Hizo el amor como la primera vez. Igual de mecánico, igual de doloroso. Observó un cuerpo restregándose contra su propio cuerpo y fue desalentador notar que no era él, que no eran sus manos ni eran sus labios ni era su espalda ni era su cuello. Que se parecía, pero no. Que lloraba, pero no, porque en según qué situaciones llorar es el mayor insulto. Y no quería insultar a nadie. No, no quería.
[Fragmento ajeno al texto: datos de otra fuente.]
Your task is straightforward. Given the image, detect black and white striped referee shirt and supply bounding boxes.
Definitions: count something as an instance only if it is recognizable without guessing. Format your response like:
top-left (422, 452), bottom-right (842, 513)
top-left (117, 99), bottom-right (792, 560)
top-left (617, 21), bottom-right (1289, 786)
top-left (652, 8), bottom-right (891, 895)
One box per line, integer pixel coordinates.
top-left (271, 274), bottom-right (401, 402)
Él le hacía el amor -no demasiado bien- y ella solo pensaba en los muertos. En la sangre derramada del vientre que da vida y en los muertos. ¿Llevaré yo también a la dolorosa Polonia llenándome de lluvia por dentro? ¿Habrá alguna manera de borrarse esta desazón, este amor incompleto y magullado? ¿Debía ponerse aun un vestido más bonito, el pelo aun más rubio, los ojos aun más brillantes? Se disfrazan a veces los pájaros para que no se los coman las serpientes. Se disfrazan, a veces, los corazones rotos de corazones fríos para que no salten más esquirlas. Supuso que ese era el precio por haber querido tan fuerte, con tantas ganas. De haber querido bien, aunque eso no fuera suficiente.
Un hombre le hacía el amor y ella seguía estando triste.
Porque pase lo que pase, los tristes seguirán siendo tristes.